Citation: Decker JE, McKay SD, Rolf MM, Kim J, Molina Alcalá A, et al. (2014) Worldwide Patterns of Ancestry, Divergence, and Admixture in Domesticated Cattle. PLoS Genet 10(3): e1004254. doi:10.1371/journal.pgen.1004254
I am a man of a particular age, old enough to remember when the idea of thousands of what were then quaintly termed ‘molecular markers’ would have left one aghast as the surfeit of data. Today the term “post-genomic” almost strikes me as anachronistic as the “information superhighway.” This is not the post-genomic era, it just is, the wildest dreams that were are. But the glorious present of data abundance is not without its limitations and pitfalls. As a friend explained once, bioinformaticians just “do stuff,” sometimes without understanding why they do stuff. Somewhere along the way the bio part seems to have been forgotten in the hurry to assemble the next organism as the machine demands more and more for its hungry maw. But the mechanical monster slurping through the fire hose of data with a hacked together chimera of a regular expression isn’t without some purpose. Many biologists with an interest in evolution have a dream of dense marker painting vast swaths of the tree of life, an empire of phyolgenetic information to be conquered.

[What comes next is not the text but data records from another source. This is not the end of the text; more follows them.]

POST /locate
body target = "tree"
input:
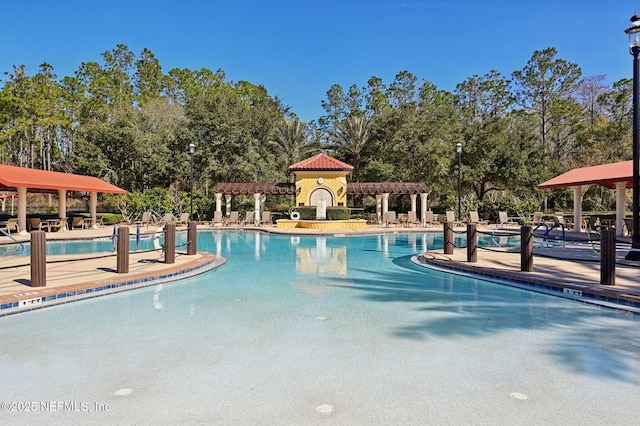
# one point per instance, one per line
(546, 80)
(293, 140)
(351, 137)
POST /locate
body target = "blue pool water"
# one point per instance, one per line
(323, 330)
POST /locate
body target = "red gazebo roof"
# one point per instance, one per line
(605, 174)
(321, 162)
(12, 177)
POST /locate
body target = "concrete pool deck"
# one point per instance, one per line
(571, 271)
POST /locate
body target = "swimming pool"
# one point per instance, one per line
(316, 330)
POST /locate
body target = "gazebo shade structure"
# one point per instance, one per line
(606, 175)
(391, 188)
(23, 180)
(618, 176)
(12, 178)
(248, 188)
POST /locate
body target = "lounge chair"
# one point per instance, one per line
(12, 225)
(451, 217)
(628, 223)
(474, 218)
(183, 220)
(265, 219)
(560, 221)
(593, 223)
(35, 223)
(391, 219)
(57, 224)
(77, 222)
(147, 219)
(217, 219)
(412, 219)
(430, 218)
(169, 218)
(503, 220)
(248, 218)
(232, 219)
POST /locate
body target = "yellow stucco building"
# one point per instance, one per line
(321, 179)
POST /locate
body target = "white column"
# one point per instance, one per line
(22, 210)
(218, 202)
(263, 201)
(423, 207)
(621, 204)
(577, 208)
(256, 209)
(228, 205)
(93, 205)
(62, 207)
(385, 205)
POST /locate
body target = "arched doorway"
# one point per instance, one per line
(321, 194)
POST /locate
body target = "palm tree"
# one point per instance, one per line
(294, 140)
(351, 136)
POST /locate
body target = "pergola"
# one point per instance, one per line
(22, 180)
(618, 176)
(381, 190)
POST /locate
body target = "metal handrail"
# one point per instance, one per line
(12, 238)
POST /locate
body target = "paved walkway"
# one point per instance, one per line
(571, 269)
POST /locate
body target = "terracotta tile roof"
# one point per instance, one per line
(321, 162)
(393, 188)
(34, 180)
(605, 174)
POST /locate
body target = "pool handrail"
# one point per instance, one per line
(12, 239)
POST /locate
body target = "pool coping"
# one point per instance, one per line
(42, 297)
(606, 296)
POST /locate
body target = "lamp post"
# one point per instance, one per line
(459, 151)
(634, 48)
(192, 150)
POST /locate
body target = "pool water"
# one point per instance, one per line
(316, 330)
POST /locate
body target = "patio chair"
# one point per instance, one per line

But these vistas need some context, a horizon of information about the organism. This came to mind when I read Jared Decker’s new paper on the phylogenetics of domestic cattle, Worldwide Patterns of Ancestry, Divergence, and Admixture in Domesticated Cattle. In many ways it is a straightforward paper. You can see discussions on the earlier iterations over at Haldane’s Sieve (the preprint process seems to have worked to make it a more robust and clear publication from what I can tell!). Decker utilizes some straightforward methods (at least straightforward in 2014) on a very large SNP marker data set with expansive geographic coverage. In particular, TreeMix, Admixture, and PCA. With about ~40,000 SNPs these packages should blast through the data rather quickly (I’ve used all of them with this marker density, and sample sizes of approximately the size of the one Decker has).

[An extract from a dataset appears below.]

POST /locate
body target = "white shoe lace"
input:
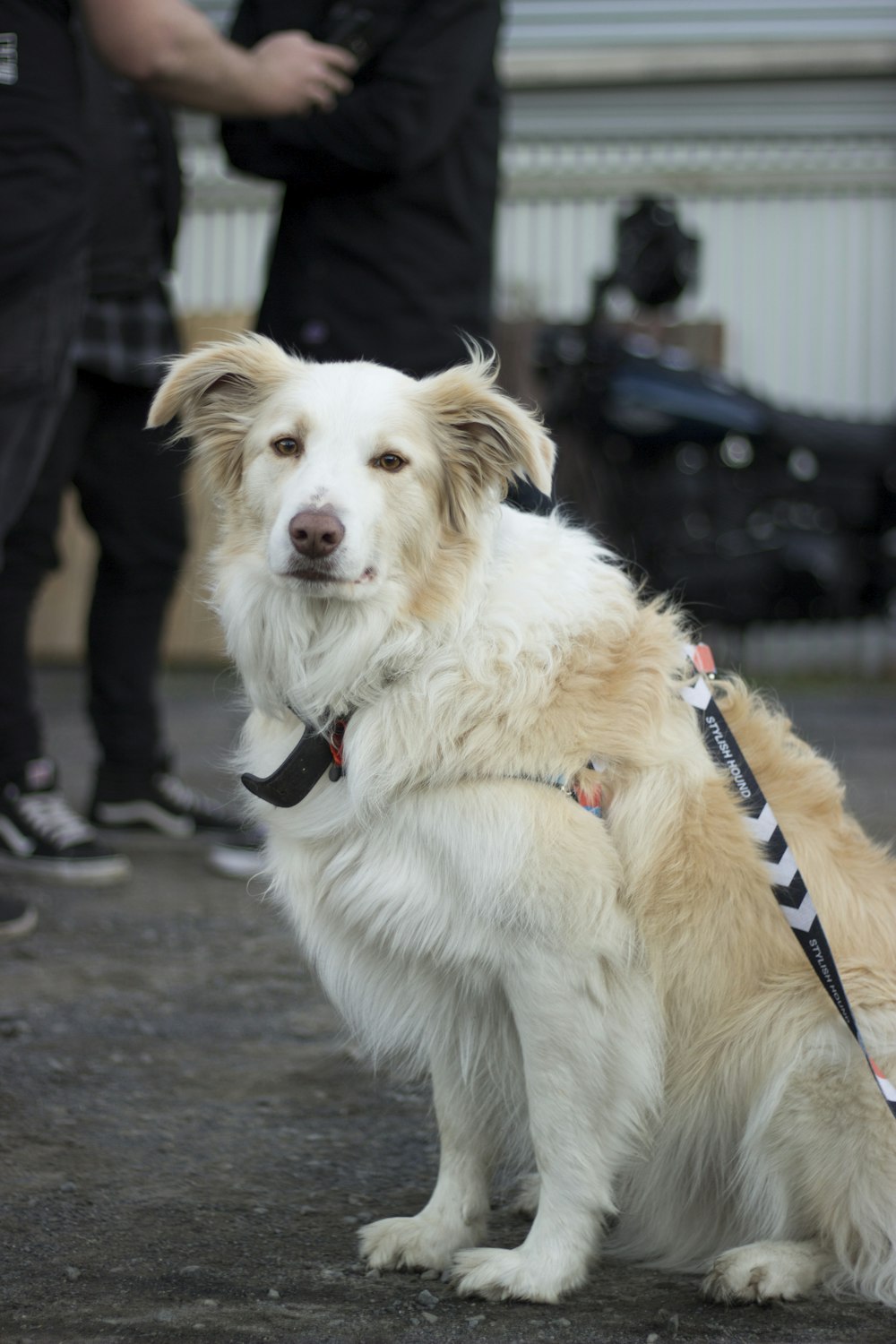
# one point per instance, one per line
(50, 816)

You can read the whole paper yourself since it is open access. To me it seems to reiterate that cattle truly are cattle, to be pulled and prodded and traded at the whim of human beings. The fact that many East African cattle have predominantly Indian heritage (one of the two major clades) illustrates the fact that domestic animals exhibit the protean tendencies of human culture, rather than biological organisms which are governed by standard geographical and morphological diversification through conventional population genetic pressures. But I have to still admit that much of the narrative force of this paper escapes me because I lack understanding of the cattle at a level beyond the plainly statistical genetic. In other words, the organism matters. Cattle geneticists who may “hum through” the plots may still be able to grasp the force of argument with a greater clarity because their understanding of the topic is fundamentally thicker than that of outsiders. Many of the paper’s inferences from genetic data clearly draw their plausibility from elements of natural history which bovine biologists would take for granted.
And this is just the beginning. Over the next decade it seems inevitable that the clusters at the heart of “genomics cores” across the world will be gorging on whole sequences of thousands of individuals for many organisms. It will be a “flood the zone” era for attempting to understand the tree of life. An army of bioinformaticists will be thrown at the data in human waves, absorbing shock after shock, slowly transforming the ad hoc kludge pipelines of the pre-Model T era of genomics into simpler turnkey solutions. And then the biology will come back to the fore, and the deep wellspring of knowledge by those who focus on specific organisms and is going to be the essence of the enterprise once more.